Non importa quanto provocatorie, mercuriali e aggressive siano le politiche di Kim Jong Il: la Cina continuerà ad appoggiare il suo regime nella Corea del Nord, limitandosi a qualche esortazione alla moderazione e cercando di mettere a segno qualche accordo economico sensato in vista del dopo. È questa l’impressione prevalente mentre si esaurisce la terza visita nel giro di un anno del dittatore nordcoreano in Cina, sei giorni a zonzo attraverso alcune delle più importanti città industriali del paese a bordo di un treno blindato.
Il contrasto fra i modi veterocomunisti e militareschi di Kim, sempre abbigliato di una tuta mimetica, e la modernità tecnocratica dei suoi ospiti non è stato l’aspetto più bizzarro della visita.
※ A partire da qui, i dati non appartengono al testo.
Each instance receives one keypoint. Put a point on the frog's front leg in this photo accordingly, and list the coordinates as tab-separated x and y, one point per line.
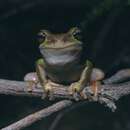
78	86
32	81
95	80
89	75
44	82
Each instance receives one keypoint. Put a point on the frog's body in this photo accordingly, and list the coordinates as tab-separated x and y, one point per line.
61	62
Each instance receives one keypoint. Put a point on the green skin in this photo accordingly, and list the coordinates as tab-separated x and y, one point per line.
60	62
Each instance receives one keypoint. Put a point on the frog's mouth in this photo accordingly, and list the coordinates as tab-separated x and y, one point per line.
61	56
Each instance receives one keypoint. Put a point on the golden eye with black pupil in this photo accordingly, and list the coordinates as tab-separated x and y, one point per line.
77	34
41	37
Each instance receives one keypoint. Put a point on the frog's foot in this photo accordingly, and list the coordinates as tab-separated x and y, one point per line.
75	90
48	90
95	88
31	80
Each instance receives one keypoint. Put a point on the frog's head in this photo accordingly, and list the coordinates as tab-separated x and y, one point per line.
60	47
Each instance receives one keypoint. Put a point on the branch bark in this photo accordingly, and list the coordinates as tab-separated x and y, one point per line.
110	92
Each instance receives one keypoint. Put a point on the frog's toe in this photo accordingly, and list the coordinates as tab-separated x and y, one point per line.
75	90
48	91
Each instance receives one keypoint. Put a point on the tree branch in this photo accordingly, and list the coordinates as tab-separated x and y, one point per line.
108	93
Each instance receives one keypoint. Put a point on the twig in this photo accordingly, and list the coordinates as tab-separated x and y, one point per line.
107	94
27	121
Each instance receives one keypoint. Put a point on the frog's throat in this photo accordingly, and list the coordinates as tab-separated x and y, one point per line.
62	56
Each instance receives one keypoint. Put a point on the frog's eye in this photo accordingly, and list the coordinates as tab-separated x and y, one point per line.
41	37
76	33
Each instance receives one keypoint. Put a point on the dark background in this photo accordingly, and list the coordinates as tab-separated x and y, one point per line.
105	26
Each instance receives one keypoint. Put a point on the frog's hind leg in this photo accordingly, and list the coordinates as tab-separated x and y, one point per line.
95	80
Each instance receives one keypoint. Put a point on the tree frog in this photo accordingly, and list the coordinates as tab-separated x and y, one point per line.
61	63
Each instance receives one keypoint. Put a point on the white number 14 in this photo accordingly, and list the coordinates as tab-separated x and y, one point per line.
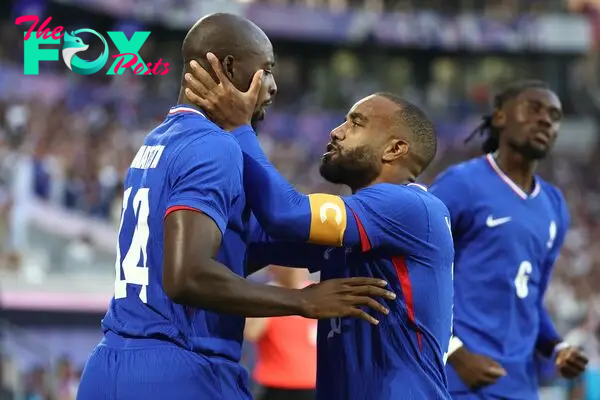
134	274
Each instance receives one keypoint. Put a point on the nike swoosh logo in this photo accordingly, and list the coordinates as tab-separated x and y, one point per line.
492	222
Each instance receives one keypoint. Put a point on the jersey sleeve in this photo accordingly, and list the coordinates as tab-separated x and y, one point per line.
388	215
206	176
453	190
548	336
368	219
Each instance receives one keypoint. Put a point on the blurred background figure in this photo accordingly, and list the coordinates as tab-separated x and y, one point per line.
286	347
67	139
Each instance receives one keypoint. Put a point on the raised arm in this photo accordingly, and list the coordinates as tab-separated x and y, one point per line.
207	178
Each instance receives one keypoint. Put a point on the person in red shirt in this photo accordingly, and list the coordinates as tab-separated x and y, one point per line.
286	346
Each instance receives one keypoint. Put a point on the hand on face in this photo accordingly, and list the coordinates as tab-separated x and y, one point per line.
224	104
571	362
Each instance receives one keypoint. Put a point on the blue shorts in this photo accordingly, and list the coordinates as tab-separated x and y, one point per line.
160	373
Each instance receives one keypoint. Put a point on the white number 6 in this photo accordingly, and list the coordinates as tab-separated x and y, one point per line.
134	273
522	279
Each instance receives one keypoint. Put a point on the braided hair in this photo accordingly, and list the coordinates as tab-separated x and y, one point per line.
486	127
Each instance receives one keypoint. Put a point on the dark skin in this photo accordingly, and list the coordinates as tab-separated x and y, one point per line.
191	274
529	127
362	151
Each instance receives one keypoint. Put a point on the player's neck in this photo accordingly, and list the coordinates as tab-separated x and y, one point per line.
394	176
518	168
183	100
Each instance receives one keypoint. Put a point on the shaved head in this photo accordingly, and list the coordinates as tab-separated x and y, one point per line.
241	47
224	35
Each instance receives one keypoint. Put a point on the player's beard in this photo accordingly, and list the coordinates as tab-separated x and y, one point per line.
356	167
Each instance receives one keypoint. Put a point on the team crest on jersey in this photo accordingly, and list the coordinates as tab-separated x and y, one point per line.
552	234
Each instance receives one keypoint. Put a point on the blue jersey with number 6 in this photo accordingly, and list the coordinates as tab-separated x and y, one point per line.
185	163
506	242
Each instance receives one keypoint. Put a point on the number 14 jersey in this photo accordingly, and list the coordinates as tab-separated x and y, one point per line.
187	163
506	242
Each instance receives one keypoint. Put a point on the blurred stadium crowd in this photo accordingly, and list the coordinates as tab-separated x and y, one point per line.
67	140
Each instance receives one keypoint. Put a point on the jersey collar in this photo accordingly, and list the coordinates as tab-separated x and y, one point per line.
536	189
184	110
422	187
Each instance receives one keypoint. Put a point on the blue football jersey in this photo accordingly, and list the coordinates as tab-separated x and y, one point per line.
405	240
506	242
187	162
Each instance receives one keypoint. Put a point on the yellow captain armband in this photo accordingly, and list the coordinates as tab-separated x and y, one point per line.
328	219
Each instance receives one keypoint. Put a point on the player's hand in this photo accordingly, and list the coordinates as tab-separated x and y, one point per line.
571	362
222	102
475	370
342	298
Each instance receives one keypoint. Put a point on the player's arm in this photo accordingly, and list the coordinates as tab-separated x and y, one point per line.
208	180
570	360
207	177
363	219
264	250
548	337
453	190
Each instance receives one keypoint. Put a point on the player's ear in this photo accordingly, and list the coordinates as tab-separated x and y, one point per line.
395	149
499	119
228	66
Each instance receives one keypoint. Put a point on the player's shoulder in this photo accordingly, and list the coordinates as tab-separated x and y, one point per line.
463	172
554	194
412	194
186	126
551	190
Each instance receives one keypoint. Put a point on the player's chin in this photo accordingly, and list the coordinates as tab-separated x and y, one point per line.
259	115
537	151
331	172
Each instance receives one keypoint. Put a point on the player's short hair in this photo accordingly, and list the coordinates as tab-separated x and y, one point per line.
222	34
486	128
421	128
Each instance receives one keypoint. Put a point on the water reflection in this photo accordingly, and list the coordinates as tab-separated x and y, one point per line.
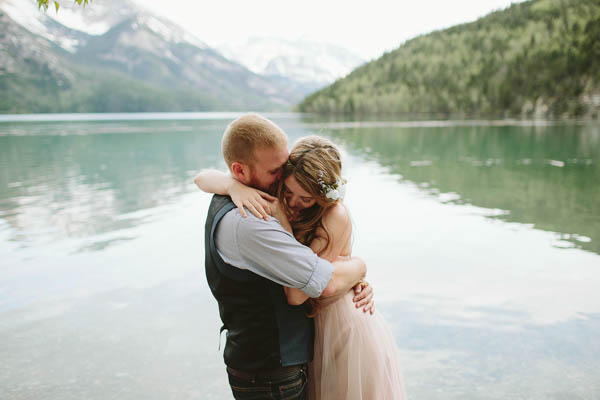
80	179
546	176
Il colmo del paradosso sono stati gli elogi di Kim al sistema cinese e al suo “dinamico progresso”, formulati da un leader che non pensa minimamente a introdurre nel proprio paese le riforme economiche liberalizzatrici che i comunisti cinesi hanno promosso e i cui effetti loda. In tal senso sono apparse piuttosto surreali le visite di Kim a impianti produttivi automobilistici e a fabbriche di componenti elettroniche dove gli venivano illustrate la tecnologia degli e-book e degli schermi a cristalli liquidi.
Ma tutto si spiega con la convergenza di interessi politici fra le due parti: Kim ha bisogno di mostrare, sia per ragioni di politica interna che di rapporti di forza internazionali, che l’alleanza fra la Corea del Nord e il gigante cinese è solida e immarcescibile come sempre; Pechino è necessitata a confermare il suo sostegno all’imbarazzante alleato nel timore di una crisi rovinosa del suo regime, che potrebbe risolversi con l’arrivo delle truppe americane al confine sino-coreano. Da qui la necessità della reciproca ipocrisia: Kim Jong Il loda un sistema politico-economico che mai e poi mai introdurrebbe nel suo paese, perché risulterebbe fatale alla sua organizzazione personalistica del potere, Pechino finge di credere che Kim condivida i suoi appelli alla moderazione e al perseguimento della denuclearizzazione della penisola coreana.
«Invitiamo tutte le parti in causa a continuare a perseguire l’obiettivo di una penisola di Corea denuclearizzata, pacifica e stabile», ha dichiarato il presidente cinese Hu Jintao riferendosi ai negoziati a sei (Cina, Russia, Stati Uniti, Giappone e le due Coree) sul futuro del programma nucleare nordcoreano. Per poi subito aggiungere: «Tutte le parti devono restare calme ed esercitare l’autocontrollo, mostrare flessibilità, eliminare gli ostacoli, migliorare le relazioni e fare sforzi positivi per realizzare pace, stabilità e sviluppo nella penisola». Pechino ha cercato di dare l’esempio abbinando l’accoglienza con tutti gli onori a Kim (al banchetto d’apertura della visita ha preso parte la maggioranza dei membri del Comitato permanente del Politburo del Partito comunista cinese, un onore molto raro) all’insolita iniziativa di comunicare al presidente sudcoreano Lee Myung-bak, attraverso il primo ministro cinese Wen Jiabao, l’oggetto dell’ennesima visita di Kim Jong Il in Cina: lo studio del suo modello economico.
Sul piano degli accordi economici, le cose non sono andate esattamente come Kim sperava: secondo alcune fonti il leader auspicava che i cinesi si impegnassero ad investire nello sviluppo dell’isola nordcoreana di Hawanggumpyong e nei collegamenti stradali fra la zone economica speciale nordcoreana di Rajin-Sonbong e la città cinese di confine di Hunchun. Pare invece che Pechino consideri un investimento redditizio solo il secondo, e si appresti a bocciare il primo.